Remembrance -The Pink Chair Project #13 - "Shelter"
"SHELTER"
Oil on Canvas
24x30
$980
Available for delayed sale (see below)
I live too far from my home town to have been much help
during my mother and father’s aging issues and final illnesses. My sister
Georgie has been the rock and center of the family, the guard dog if something
threatens, the news gatherer and communicator, and the warm home we gather in
when we are together to celebrate. She has put in countless hours and more
energy than anyone has in order to be there for our parents. This piece honors
her work on behalf of Mom. It depicts The Poet’s Garden, part of Highland Park
in Rochester, NY. Mom and I both loved the Poet’s Garden. It is a wonderful
woodland setting with poems carved in the benches and tall trees and lush
green. When my husband and I took our summer trip to Rochester, we went to the
garden with Georgie to take photographs. It was raining, a soft misty summer
rain. I was taken with this scene, where my sister held Mom’s pink umbrella
under the wrought iron archway at the exit. Shelter here is represented at
three levels: The shelter of the massive trees and the ironwork; the shelter of
the umbrella, but mostly, the security that Mom had because she was sheltered
by Georgie against anything that would harm her.
I am now sharing my current show with my readers and daily paintworks viewers.

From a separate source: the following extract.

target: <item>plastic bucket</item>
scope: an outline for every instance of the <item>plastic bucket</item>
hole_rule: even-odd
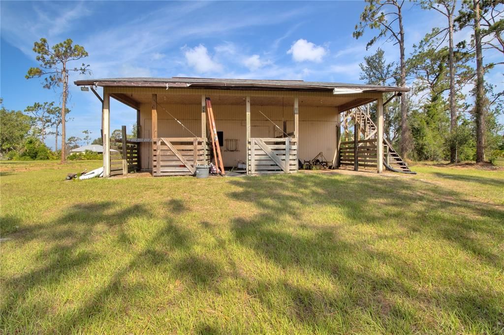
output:
[[[197,178],[207,178],[210,168],[210,166],[209,165],[197,165],[196,173],[195,174],[195,176],[196,176]]]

This show is currently traveling and will be available for purchase after the travel is completed, around mid-2014. Paintings may be held until then with a 10% down payment. E-mail me or see my pink chair project blog, for details
This exhibit tells the story about painting a pink plastic Adirondack chair. The chair represents my mother, Carolyn Elizabeth Pedersen Schulte, of Rochester, NY, who passed on June 5th, 2011. She was a wonderful woman, full of love for everyone around her, and she loved this bright color pink. She was proud of me as an artist and would love what I am doing. I take the chair to favorite places of hers and to places or situations I know she would have liked. It is a way for me to grieve and to celebrate her life. I talk to her as I paint and make sure that she would want to be where the chair has been placed.